Cumhuriyet döneminde, Medrese Talebesi’nin, üç aylarda ve Ramazan Ay’ında, medrese’lerin de ta’til edilmesinden faydalanarak, Anadolu’nun muhtelif yerlerine, kasaba ve köylerine bir nev’i staj ve tatbikat için gitmelerini “Medrese mollaları üç aylarda ve ramazan ayında, kasaba kasaba, köy köy dolaşır, dilencilik yaparlardı,” diye çokca istismar edilmiştir. Oysa ki, medrese talebesi yılboyu tahsil ettiği ilimlerin bir nev’i tatbikatını yapmak üzere, sırf bu maksatla kurulmuş vakıfların te’min ettiği harçlıklarla kasaba kasaba, köy köy dolaşır, Kur’ân okurlar, va’az ederler, hutbe okur’lar ve terâvih namazı kıldırırlardı. Büyük şehir’lerdeki medreselerine dönerken de kasaba ve köy halk’ları kendilerine çeşitli hediyeler verirdiler. Medrese talebesi’nin sırf maddî menfe’at te’mini için (cerre çıktığı) kasaba kasaba, köy köy dolaştı iddiası aslâ doğru değildir.
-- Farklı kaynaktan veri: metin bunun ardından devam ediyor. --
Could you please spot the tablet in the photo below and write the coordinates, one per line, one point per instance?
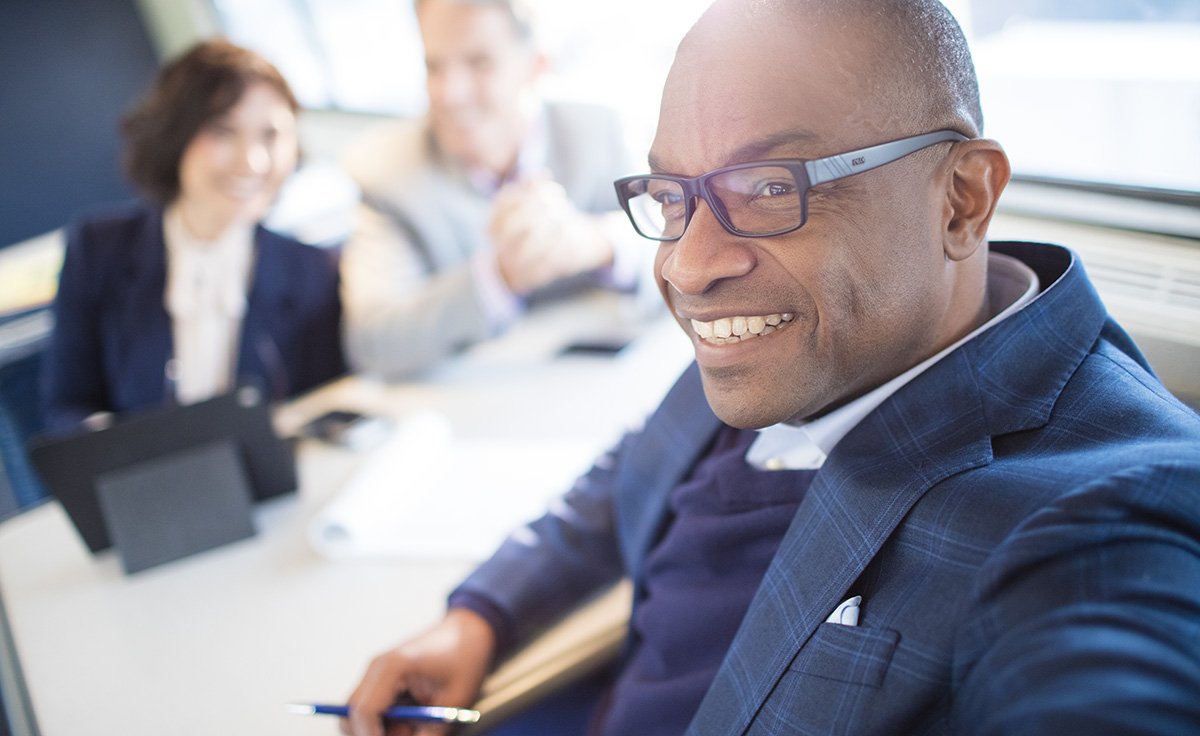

1826’da, Evkâf-ı Hümâyûn Nezâreti kurulunca, bütün vakıf’ların gelirleri devlet hazinesine alınınca medrese ve ulema’nın imkân’ları çok daralmış, Nizâmiye mahkemelerinin teşkili ve daha sonra hukuk mekteplerinin ortaya çıkmasıyla büyük ölçüde yargı sahasından da uzaklaşmış, sadece din hizmetleriyle alakalı bir kurum olarak kalmıştı.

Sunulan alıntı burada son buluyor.